Embora seja considerado seguro em doses terapêuticas, o uso acima do limite recomendado pode provocar necrose hepática aguda, tornando-se uma das principais causas de falência hepática e transplante de fígado em todo o mundo. Nos Estados Unidos, é a principal causa de insuficiência hepática aguda.
A toxicidade ocorre porque o excesso de paracetamol satura as vias normais de metabolização no fígado, levando à formação e acúmulo do metabólito tóxico NAPQI (N-acetil-p-benzoquinona imina), que causa lesão oxidativa e morte das células hepáticas.

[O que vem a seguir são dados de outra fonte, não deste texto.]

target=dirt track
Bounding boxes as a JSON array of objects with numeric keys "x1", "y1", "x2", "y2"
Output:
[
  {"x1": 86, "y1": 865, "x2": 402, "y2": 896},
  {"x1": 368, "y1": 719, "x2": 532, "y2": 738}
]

Além do comprometimento hepático, a intoxicação também pode afetar os rins, resultando em insuficiência renal.
Cerca de metade dos casos são não intencionais, frequentemente relacionados à ingestão simultânea de diversos produtos que contêm paracetamol ou à interpretação incorreta das doses recomendadas.

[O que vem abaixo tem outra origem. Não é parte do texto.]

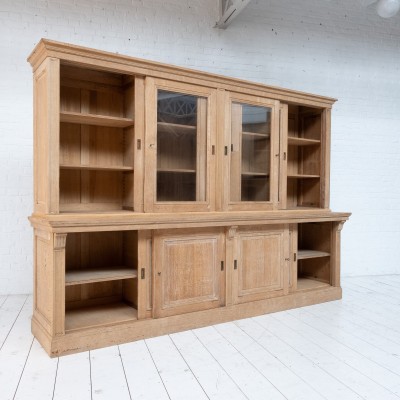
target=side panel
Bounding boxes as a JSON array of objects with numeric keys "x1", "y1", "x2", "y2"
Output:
[{"x1": 33, "y1": 58, "x2": 60, "y2": 213}]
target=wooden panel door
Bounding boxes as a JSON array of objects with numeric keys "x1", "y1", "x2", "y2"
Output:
[
  {"x1": 153, "y1": 229, "x2": 225, "y2": 317},
  {"x1": 144, "y1": 78, "x2": 216, "y2": 212},
  {"x1": 232, "y1": 226, "x2": 289, "y2": 304}
]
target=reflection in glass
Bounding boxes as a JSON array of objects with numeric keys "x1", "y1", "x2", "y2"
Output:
[
  {"x1": 157, "y1": 90, "x2": 207, "y2": 202},
  {"x1": 230, "y1": 103, "x2": 271, "y2": 202}
]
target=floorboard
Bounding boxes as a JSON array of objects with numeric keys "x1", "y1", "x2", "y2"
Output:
[
  {"x1": 0, "y1": 275, "x2": 400, "y2": 400},
  {"x1": 0, "y1": 296, "x2": 33, "y2": 400}
]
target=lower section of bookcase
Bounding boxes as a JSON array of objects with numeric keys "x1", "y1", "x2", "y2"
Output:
[{"x1": 32, "y1": 285, "x2": 342, "y2": 357}]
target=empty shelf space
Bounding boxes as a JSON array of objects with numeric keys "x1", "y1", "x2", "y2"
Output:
[
  {"x1": 242, "y1": 171, "x2": 269, "y2": 177},
  {"x1": 65, "y1": 303, "x2": 137, "y2": 331},
  {"x1": 297, "y1": 278, "x2": 330, "y2": 291},
  {"x1": 65, "y1": 267, "x2": 137, "y2": 286},
  {"x1": 60, "y1": 164, "x2": 133, "y2": 171},
  {"x1": 60, "y1": 111, "x2": 134, "y2": 128},
  {"x1": 157, "y1": 168, "x2": 196, "y2": 174},
  {"x1": 242, "y1": 132, "x2": 270, "y2": 140},
  {"x1": 288, "y1": 136, "x2": 321, "y2": 146},
  {"x1": 297, "y1": 250, "x2": 330, "y2": 260},
  {"x1": 288, "y1": 174, "x2": 320, "y2": 179},
  {"x1": 157, "y1": 122, "x2": 197, "y2": 133}
]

Quando reconhecida e tratada precocemente, especialmente com carvão ativado nas primeiras horas e N-acetilcisteína (NAC) até 8 horas após a ingestão, a taxa de mortalidade é baixa. No entanto, o atraso no diagnóstico e no início do tratamento pode levar à falência hepática fulminante.
Fisiopatologia da Intoxicação por Paracetamol
A intoxicação por paracetamol (acetaminofeno) ocorre quando a dose ingerida excede a capacidade do fígado de metabolizar o fármaco pelas vias normais. Após a ingestão, o paracetamol é rapidamente absorvido pelo trato gastrointestinal, atingindo níveis terapêuticos em 30 minutos a 2 horas, ou até 4 horas em casos de superdose.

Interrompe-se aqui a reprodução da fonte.